Dat had ik vaker meegemaakt. Voor mij, als iemand voor wie het onmogelijk is om op twee slechte heupen staande te blijven in een schommelende bus, was dat sowieso geen optie. Dan maar een taxi bellen. Door het jarenlange geblunder van de NS ben ik immers geheel gewend geraakt aan het onderhandelen met taxichauffeurs over langeafstandsritten.

De eerste taxi die ik gebeld had werd geclaimd door een groep Tokkies die beweerden eerder gebeld te hebben, maar ze wilden niet even in hun telefoon laten zien dat dit ook werkelijk zo was.

Twee wat oudere en wat hoerig uitziende dames van middelbare leeftijd hadden inmiddels een passerende automobilist die eruit zag als De Dood van Pierlala tot stilstand gebracht en dusdanig opgegeild met omhelzingen dat zij konden vertrekken. Uit de omlaaggedraaide raampjes van die auto juichend en middelvingers opstekend naar de achterblijvers verdwenen zij uit zicht.

Ik zat ongemakkelijk op de rand van een muurtje dit alles gade te slaan en dacht: Dit is Nederland, dat land dat ik al van kinds af aan niet serieus heb kunnen nemen.

Uiteindelijk kwam onze taxi en de chauffeur zag de menigte mensen die op een taxi stond te wachten en liet zich snel overtuigen om ons niet mee te nemen door een groepje criminele jongeren die met onwerkelijke bedragen fooi begonnen te schermen.

Inmiddels dacht ik: Laat iedereen in godsnaam maar eerst vertrekken, want ik wacht wel op de laatste taxi zodat ik in ieder geval mijn waardigheid kan behouden door geen al te vervelend gedrag te vertonen.

Een half uur later kregen we die taxi. Met een oplichter als chauffeur, maar een kniesoor die daar dan nog een punt van maakt en hij zette ons – na een korte stop zodat onze medepassagiers nog even konden pinnen – af bij Utrecht CS.
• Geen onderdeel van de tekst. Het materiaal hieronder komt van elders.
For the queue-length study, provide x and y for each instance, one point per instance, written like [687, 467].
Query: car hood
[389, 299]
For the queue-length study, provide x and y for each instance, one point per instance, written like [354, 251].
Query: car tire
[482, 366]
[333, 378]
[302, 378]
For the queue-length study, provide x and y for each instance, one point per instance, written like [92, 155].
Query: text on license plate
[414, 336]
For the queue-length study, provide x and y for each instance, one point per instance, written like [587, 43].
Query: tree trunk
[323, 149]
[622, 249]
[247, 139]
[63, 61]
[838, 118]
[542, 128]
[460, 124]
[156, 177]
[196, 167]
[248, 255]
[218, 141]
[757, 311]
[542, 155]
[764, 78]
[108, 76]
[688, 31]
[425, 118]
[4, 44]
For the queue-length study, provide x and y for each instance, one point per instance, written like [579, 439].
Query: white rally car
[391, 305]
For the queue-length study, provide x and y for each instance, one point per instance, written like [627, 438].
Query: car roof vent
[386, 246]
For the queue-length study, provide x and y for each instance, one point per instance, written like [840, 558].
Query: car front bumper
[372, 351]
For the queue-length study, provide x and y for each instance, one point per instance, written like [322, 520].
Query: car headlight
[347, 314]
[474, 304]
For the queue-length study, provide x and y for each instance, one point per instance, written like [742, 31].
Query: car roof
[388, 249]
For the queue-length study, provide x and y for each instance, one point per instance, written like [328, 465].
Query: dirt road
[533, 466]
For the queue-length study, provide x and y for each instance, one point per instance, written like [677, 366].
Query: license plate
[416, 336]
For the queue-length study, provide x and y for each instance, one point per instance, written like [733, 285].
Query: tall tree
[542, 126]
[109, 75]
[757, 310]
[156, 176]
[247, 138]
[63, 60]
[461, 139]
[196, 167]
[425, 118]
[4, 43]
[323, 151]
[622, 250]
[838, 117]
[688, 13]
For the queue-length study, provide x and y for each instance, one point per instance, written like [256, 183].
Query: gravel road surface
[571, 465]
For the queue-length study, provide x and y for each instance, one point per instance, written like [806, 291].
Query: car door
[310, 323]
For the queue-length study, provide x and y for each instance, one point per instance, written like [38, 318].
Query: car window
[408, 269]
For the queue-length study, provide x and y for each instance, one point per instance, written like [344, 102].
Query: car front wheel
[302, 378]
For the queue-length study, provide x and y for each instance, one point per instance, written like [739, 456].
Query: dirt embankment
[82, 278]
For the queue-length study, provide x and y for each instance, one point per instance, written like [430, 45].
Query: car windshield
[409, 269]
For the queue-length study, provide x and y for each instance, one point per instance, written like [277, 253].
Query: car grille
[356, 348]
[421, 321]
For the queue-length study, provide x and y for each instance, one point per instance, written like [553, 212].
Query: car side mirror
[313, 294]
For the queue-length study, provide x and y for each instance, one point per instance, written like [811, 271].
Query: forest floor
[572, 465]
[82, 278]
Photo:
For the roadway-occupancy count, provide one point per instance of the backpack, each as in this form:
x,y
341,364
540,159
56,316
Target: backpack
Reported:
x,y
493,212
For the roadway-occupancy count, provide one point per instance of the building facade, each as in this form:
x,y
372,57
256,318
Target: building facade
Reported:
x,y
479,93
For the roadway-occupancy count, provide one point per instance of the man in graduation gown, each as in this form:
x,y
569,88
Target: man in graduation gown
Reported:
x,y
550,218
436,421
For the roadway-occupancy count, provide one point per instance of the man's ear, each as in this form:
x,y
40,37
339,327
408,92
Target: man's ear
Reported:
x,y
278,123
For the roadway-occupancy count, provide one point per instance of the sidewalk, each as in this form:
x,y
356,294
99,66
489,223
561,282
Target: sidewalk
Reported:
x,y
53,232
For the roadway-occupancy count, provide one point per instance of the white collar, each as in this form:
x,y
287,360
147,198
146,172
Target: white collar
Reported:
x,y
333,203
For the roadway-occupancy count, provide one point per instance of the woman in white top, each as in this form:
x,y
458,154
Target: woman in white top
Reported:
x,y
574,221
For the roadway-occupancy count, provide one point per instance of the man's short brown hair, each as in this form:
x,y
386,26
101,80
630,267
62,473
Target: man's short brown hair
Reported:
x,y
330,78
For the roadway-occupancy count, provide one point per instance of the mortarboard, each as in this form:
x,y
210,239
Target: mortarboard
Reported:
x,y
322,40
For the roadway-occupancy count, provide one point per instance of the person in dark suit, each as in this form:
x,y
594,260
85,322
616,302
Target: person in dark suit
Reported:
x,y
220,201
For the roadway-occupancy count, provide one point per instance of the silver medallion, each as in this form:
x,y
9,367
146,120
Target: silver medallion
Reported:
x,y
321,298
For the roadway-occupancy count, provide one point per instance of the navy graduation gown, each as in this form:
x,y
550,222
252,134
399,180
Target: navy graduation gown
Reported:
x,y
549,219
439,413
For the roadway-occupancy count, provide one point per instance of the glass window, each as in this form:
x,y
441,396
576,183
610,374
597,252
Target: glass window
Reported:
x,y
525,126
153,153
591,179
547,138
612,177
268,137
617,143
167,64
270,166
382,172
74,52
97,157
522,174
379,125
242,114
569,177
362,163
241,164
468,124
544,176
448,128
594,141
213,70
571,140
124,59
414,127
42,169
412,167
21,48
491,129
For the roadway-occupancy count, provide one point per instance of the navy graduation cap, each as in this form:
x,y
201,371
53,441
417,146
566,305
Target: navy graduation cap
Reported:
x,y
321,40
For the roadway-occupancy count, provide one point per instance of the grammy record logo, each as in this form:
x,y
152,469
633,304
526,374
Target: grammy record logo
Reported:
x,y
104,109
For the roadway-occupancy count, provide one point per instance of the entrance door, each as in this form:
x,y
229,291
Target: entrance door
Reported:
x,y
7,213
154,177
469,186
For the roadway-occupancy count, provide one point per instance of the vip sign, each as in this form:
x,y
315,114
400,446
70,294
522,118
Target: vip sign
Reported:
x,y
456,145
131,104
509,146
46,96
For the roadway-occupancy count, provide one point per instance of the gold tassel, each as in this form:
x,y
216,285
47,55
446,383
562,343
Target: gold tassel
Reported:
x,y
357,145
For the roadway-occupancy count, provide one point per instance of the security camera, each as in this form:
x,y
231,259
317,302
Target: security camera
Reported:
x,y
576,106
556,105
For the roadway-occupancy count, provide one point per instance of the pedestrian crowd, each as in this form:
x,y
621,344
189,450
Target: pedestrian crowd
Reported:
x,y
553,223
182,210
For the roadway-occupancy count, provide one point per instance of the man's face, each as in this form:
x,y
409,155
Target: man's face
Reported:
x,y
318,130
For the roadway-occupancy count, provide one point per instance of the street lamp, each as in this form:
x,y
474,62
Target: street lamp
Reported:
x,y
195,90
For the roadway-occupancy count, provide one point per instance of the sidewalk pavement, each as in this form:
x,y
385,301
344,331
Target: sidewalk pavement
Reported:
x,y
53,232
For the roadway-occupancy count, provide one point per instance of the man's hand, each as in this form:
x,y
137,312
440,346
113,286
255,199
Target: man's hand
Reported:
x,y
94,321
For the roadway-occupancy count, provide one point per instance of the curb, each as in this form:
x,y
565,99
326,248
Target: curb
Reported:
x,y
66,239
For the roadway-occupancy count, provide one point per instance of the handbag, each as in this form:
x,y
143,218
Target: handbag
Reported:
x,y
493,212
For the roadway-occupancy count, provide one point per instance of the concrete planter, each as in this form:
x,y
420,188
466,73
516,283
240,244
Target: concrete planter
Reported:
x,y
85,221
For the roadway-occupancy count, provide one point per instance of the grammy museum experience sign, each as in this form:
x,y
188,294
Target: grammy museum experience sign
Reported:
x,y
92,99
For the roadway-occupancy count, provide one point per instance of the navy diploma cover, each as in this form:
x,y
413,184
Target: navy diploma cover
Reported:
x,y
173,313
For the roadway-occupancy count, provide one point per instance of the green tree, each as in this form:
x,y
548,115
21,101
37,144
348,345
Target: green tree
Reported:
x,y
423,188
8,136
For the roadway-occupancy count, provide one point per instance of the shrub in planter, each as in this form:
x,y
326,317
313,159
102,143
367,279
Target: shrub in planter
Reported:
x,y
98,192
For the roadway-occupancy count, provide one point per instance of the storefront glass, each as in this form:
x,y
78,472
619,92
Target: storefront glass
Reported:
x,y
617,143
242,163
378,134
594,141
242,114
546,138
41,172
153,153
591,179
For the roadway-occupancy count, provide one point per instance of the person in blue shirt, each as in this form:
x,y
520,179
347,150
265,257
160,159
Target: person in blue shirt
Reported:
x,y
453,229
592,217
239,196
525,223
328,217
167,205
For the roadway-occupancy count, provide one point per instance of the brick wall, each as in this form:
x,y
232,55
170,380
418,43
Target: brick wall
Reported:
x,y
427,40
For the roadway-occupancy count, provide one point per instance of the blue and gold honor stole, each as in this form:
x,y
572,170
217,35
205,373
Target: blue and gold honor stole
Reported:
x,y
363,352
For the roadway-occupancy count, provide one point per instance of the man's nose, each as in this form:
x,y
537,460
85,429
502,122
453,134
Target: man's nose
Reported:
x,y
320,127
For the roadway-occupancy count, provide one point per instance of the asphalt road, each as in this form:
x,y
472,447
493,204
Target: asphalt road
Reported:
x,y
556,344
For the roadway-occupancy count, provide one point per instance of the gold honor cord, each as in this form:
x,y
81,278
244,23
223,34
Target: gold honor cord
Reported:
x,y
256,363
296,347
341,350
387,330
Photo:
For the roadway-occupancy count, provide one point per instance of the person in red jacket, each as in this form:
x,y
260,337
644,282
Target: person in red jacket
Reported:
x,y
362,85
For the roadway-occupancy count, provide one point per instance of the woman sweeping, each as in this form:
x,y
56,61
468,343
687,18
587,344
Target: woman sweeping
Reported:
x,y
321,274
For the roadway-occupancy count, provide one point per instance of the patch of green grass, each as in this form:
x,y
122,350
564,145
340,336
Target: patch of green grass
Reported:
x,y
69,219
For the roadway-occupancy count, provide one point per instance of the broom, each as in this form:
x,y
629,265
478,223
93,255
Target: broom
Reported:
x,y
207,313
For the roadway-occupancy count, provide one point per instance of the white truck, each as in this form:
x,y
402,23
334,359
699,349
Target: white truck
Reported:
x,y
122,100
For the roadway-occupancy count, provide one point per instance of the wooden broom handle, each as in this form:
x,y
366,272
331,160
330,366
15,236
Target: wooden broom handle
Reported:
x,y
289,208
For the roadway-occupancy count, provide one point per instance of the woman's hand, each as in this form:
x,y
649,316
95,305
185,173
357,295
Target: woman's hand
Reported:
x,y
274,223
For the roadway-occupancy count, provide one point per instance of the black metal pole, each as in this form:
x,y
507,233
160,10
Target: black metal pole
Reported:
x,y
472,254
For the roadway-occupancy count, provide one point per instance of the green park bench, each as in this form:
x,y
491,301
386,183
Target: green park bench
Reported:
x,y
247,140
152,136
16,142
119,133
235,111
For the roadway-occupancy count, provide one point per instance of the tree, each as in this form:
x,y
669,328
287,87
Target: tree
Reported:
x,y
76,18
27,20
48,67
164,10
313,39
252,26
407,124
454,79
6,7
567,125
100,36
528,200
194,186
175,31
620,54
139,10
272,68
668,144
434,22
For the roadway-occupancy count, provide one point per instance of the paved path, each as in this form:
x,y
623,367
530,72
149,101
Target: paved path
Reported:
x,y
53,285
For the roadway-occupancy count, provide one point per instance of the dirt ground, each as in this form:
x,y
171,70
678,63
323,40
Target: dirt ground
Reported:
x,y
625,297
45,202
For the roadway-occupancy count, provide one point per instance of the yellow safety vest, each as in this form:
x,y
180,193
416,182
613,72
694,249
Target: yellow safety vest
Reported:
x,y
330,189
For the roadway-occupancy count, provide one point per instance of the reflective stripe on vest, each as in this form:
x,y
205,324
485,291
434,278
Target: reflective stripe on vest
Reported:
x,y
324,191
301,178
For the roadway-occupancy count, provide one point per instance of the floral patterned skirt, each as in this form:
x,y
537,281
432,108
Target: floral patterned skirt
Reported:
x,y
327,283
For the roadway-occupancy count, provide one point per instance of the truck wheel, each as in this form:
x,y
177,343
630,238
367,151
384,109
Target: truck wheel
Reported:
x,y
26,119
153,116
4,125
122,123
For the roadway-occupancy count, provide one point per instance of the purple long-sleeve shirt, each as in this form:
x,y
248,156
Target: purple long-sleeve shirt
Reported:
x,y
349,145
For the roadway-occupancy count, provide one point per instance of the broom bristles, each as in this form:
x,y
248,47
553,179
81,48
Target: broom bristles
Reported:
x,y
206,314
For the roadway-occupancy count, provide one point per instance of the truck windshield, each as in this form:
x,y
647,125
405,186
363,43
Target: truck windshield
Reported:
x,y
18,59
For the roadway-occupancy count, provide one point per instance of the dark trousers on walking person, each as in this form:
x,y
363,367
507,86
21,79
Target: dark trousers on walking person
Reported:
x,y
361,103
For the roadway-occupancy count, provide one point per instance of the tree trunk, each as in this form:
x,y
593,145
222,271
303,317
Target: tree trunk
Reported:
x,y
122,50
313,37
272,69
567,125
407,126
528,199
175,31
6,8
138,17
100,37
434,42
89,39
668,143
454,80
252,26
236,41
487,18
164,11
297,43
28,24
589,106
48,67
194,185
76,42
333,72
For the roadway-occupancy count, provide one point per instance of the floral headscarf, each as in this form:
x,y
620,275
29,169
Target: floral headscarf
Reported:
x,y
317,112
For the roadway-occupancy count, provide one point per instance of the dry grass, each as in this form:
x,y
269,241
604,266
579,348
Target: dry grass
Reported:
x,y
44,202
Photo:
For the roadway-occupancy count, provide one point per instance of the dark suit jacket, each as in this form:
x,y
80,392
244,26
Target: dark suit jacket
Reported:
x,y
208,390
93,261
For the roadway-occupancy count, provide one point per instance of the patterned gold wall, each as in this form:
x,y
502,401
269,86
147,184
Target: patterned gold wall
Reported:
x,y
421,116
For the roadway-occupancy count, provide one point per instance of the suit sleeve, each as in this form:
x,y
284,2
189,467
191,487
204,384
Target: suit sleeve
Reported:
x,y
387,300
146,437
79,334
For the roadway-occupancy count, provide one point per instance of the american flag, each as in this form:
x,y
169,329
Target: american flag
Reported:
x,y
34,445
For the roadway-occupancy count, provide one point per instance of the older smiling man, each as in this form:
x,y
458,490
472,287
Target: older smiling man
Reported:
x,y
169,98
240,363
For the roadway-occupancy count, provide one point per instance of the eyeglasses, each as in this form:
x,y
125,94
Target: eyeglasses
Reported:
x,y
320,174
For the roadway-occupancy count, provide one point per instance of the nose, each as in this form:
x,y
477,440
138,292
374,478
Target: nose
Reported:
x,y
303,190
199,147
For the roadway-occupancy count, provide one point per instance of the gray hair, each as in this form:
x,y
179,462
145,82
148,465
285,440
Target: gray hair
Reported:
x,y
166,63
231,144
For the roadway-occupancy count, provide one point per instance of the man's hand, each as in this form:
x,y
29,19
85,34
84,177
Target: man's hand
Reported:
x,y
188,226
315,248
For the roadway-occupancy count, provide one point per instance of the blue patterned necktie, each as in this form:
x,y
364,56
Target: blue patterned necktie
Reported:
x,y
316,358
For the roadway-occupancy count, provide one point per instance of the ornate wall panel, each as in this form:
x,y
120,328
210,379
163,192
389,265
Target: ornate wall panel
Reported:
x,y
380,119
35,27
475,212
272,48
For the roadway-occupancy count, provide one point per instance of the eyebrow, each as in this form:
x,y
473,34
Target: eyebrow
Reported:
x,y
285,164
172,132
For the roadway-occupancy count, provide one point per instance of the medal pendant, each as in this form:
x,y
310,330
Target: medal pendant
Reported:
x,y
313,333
Ik was de laatste tijd nog niet op dat station geweest, maar ik keek mijn ogen uit. Een ware kathedraal heeft de immer falende NS daar neergezet. Je zou bijna gaan denken dat de NS haar passagiers serieus neemt. Schiphol steekt bleekjes af bij dat station, maar goed dan ga je de roltrap af naar het perron en vervolgens kom je in een ruimte terecht die eruit ziet als een deel van de oude, Duitse Atlantikwall.

Dan ben je meteen weer terug in de realiteit en weet je weer hoe de jongens en meisjes op de kantoren van de NS écht over passagiers denken.